La dissolution est le mode par lequel une société prend normalement fin : elle peut être volontaire, judiciaire ou de plein droit La dissolution précède la liquidation de la société.
La liquidation est le processus qui reprend toutes les opérations rendues nécessaires par la fin d’une société (résiliation des contrats, réalisation des actifs, établissement du passif, répartition des actifs entre les créanciers, …).
Il est à noter qu’il existe des dissolutions sans liquidation notamment suite à des opérations de fusion ou de scission.
- Causes de la mise en liquidation :
- Dissolution volontaire :
La cause classique de dissolution et de mise en liquidation d’une société est la décision des associés de mettre fin à la société.
Cette décision peut être prise pour différents motifs mais le plus souvent elle résulte de la fin des activités de la société.
Dans certains cas, le Code des sociétés impose que la question de la poursuite de la société soit soumise à l’assemblée générale et ce sous la responsabilité des dirigeants. Tel est le cas notamment lorsque les l’actif net d’une société est inférieur à la moitié de son capital social.
La dissolution et la mise en liquidation d’une société sont décidées par l’assemblée générale sur base d’un rapport spécial établi par l’organe de gestion à cette fin. A ce rapport est jointe une situation active-passive datant de moins de trois mois établie en discontinuité. Cette situation active-passive doit être soumise au commissaire ou, à défaut, un réviseur ou un expert-comptable qui rend un rapport dans lequel il précise si elle reflète une image correcte de la société. Ces obligations sont sanctionnées pénalement. C’est l’assemblée générale qui désigne la personne du liquidateur sauf lorsque son identité est prévue expressément dans les statuts.
Lorsque, au moment de la mise en liquidation, il n’existe plus de dettes et si tous les associés sont présents et marquent leur accord, il est possible d’ouvrir et clôturer la liquidation dans le même acte. Dans ce cas, aucun liquidateur n’est désigné.

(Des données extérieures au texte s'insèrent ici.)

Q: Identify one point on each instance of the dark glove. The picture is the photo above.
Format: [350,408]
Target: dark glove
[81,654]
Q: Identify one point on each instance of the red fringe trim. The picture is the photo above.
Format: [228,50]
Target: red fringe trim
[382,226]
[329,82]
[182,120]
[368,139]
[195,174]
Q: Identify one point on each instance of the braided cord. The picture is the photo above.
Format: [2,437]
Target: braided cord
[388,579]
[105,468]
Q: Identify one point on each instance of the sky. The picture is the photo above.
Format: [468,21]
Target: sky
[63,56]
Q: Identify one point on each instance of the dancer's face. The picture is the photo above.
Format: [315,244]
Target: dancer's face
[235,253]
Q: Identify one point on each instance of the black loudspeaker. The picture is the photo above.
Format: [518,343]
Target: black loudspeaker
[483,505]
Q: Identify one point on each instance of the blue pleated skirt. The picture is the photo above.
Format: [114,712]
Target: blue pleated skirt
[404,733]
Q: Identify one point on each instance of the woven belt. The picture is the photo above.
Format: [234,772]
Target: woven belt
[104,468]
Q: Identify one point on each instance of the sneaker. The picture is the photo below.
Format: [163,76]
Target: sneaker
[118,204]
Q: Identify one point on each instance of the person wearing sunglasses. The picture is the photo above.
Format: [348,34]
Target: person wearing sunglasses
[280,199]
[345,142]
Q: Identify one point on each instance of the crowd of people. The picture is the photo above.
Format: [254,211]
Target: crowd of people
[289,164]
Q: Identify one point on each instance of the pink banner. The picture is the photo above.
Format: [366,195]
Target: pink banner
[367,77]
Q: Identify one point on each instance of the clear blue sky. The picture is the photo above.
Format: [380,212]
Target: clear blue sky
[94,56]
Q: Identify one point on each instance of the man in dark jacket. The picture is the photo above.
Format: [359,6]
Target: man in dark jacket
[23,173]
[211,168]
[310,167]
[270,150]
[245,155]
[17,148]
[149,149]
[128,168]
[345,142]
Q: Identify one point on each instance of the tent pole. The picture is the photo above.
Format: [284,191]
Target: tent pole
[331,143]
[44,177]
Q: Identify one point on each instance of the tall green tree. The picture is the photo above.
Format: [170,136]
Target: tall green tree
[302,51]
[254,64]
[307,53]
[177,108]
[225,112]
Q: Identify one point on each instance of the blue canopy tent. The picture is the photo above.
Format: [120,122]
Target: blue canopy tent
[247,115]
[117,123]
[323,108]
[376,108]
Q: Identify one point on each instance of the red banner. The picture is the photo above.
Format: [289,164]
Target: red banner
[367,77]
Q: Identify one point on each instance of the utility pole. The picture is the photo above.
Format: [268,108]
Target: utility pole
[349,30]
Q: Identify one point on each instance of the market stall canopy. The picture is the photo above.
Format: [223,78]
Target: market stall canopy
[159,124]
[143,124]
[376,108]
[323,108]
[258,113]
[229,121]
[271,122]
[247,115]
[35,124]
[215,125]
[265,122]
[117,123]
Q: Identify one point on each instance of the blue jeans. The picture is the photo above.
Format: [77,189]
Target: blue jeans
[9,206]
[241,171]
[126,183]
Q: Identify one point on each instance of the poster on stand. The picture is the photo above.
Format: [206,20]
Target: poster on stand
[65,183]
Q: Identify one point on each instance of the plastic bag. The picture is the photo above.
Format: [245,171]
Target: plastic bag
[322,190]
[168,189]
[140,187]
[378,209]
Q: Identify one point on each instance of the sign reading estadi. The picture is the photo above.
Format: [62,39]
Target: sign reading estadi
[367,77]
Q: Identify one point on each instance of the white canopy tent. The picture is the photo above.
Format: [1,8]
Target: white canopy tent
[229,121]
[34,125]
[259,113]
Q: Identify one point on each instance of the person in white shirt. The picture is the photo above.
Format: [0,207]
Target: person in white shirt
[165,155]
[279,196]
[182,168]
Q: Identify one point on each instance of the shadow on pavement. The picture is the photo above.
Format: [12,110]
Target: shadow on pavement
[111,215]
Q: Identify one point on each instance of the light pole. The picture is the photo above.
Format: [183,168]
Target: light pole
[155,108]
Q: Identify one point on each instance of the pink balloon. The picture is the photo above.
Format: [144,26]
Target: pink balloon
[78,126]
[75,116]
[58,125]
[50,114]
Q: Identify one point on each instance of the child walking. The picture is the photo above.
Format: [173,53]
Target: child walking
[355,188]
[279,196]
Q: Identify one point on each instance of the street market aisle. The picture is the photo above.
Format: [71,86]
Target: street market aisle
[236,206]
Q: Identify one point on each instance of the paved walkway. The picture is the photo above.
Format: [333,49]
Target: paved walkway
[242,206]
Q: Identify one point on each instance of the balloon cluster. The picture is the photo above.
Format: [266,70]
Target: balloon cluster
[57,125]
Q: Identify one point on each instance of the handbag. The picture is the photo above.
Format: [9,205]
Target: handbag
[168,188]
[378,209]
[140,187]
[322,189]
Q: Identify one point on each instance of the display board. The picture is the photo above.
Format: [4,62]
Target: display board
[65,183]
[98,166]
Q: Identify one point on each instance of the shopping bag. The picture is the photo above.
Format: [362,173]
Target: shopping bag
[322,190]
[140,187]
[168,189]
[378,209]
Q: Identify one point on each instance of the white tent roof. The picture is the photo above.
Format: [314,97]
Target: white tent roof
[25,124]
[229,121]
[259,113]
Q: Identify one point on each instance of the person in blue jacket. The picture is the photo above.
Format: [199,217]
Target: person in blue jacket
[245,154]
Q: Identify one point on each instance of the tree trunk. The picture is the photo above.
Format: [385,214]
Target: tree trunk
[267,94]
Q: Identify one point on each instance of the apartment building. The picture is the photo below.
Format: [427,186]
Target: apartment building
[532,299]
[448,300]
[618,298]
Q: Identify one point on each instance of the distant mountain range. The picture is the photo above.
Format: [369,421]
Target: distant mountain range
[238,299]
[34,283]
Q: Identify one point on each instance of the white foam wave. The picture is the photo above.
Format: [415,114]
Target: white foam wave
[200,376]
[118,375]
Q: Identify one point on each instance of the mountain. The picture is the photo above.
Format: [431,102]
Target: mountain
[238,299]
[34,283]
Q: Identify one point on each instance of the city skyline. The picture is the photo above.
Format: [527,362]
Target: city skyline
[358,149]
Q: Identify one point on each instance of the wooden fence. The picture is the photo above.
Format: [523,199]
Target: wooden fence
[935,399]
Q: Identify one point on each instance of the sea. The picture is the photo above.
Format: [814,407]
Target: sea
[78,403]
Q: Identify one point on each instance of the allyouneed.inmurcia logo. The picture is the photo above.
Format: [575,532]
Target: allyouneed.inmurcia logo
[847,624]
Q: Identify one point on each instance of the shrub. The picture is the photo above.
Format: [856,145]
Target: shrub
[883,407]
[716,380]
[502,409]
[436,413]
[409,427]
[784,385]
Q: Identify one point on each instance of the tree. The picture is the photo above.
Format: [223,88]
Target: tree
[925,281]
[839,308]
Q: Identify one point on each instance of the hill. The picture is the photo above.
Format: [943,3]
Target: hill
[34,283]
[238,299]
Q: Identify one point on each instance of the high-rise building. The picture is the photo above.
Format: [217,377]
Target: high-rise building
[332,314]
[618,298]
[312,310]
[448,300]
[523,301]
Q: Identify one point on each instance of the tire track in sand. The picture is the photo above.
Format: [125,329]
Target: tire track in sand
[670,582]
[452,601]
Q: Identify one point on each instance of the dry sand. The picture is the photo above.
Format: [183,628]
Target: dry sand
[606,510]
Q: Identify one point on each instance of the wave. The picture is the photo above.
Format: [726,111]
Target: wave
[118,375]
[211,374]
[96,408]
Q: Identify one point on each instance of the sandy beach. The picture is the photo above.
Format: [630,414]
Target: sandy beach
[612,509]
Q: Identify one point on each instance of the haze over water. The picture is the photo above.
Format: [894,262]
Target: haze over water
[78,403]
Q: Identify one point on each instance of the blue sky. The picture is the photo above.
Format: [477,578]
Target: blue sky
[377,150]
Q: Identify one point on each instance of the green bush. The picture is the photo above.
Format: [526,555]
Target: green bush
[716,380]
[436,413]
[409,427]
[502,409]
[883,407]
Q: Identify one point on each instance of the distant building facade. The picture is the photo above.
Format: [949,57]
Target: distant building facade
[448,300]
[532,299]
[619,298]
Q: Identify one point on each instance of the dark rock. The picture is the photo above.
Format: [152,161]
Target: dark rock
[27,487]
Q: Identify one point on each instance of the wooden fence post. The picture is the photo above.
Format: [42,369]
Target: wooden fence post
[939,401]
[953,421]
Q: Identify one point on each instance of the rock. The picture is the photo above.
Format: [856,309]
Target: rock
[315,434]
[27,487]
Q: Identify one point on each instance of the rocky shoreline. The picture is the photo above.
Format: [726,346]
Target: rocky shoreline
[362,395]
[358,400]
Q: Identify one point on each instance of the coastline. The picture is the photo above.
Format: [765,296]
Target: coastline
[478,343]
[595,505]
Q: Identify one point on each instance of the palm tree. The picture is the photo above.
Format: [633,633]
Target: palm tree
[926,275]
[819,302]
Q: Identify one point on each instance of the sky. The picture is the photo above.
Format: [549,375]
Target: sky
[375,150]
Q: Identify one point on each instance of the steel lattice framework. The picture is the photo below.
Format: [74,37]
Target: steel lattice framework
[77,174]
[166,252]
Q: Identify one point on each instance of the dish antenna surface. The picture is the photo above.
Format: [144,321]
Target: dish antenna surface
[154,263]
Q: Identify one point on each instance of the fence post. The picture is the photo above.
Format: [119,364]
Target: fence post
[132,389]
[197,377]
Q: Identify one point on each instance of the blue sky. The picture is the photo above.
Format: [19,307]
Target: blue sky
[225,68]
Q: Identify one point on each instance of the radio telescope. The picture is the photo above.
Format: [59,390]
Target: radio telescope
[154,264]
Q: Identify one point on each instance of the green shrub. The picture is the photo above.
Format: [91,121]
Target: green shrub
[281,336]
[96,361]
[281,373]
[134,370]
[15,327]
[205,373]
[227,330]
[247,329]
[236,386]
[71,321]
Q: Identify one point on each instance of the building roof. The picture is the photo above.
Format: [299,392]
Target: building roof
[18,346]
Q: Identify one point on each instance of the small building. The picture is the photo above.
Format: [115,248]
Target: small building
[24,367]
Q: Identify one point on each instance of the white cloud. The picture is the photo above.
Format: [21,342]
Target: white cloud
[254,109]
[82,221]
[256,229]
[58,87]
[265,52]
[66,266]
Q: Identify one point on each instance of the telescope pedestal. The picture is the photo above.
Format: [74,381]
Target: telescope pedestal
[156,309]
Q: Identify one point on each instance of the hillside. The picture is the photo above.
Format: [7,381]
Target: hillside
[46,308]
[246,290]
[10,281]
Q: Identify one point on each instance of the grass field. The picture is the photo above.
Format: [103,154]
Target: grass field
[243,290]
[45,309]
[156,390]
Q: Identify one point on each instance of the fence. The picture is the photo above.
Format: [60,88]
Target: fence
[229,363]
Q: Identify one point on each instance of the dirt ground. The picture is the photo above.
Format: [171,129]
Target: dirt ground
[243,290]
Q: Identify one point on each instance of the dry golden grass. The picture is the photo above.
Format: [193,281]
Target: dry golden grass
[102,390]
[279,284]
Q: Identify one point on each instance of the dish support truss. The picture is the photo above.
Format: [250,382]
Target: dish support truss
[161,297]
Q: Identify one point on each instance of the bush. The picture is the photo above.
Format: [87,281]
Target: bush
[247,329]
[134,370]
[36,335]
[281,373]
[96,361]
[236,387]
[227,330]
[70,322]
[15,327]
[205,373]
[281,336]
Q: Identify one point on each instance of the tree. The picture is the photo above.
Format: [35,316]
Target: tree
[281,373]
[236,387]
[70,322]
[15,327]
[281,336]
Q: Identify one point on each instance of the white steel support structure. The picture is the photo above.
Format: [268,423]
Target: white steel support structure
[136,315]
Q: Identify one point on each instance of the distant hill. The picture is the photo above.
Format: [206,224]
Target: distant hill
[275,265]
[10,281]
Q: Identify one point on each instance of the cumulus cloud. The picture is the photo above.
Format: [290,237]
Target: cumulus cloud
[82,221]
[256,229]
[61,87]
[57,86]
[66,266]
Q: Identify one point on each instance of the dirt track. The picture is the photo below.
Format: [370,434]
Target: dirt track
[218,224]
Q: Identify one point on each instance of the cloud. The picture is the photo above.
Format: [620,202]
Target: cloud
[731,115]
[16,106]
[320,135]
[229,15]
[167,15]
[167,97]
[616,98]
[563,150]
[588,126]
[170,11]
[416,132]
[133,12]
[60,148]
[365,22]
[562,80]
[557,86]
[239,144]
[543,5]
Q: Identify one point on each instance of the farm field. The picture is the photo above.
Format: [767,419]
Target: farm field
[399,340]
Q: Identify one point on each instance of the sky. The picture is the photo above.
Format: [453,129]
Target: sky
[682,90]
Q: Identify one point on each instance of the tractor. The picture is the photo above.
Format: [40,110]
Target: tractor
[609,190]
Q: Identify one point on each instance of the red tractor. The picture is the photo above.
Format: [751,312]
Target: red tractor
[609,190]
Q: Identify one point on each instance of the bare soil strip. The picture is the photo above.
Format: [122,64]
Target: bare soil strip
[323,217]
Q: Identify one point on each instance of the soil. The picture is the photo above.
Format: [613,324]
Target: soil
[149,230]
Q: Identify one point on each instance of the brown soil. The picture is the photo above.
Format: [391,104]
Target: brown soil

Tout comme l’acte de constitution, pour les sociétés à responsabilité limitée (S.A., S.P.R.L., S.C.R.L. S.C.A.), l’acte de dissolution doit être passé devant notaire sous la forme d’un acte authentique. Pour les sociétés à responsabilité illimitée (S.N.C., S.C.S, S.C.R.I.), la dissolution peut se faire par acte sous seing privé.
Les quorums de présence et les majorités pour la dissolution peuvent varier selon le type de sociétés. Pour les formes les plus fréquentes (S.A., S.P.R.L et S.C.R.L), la moitié des associés au moins doit être présente. Si ce quorum n’est pas atteint, une seconde assemblée générale devra être convoquée, elle pourra alors délibérer quel que soit le quorum de présents. La décision est adoptée aux trois quart des voix émises à l’assemblée. Il s’agit de dispositions impératives qui ne peuvent être assouplies par les statuts. Ceux-ci pourraient par contre les durcir.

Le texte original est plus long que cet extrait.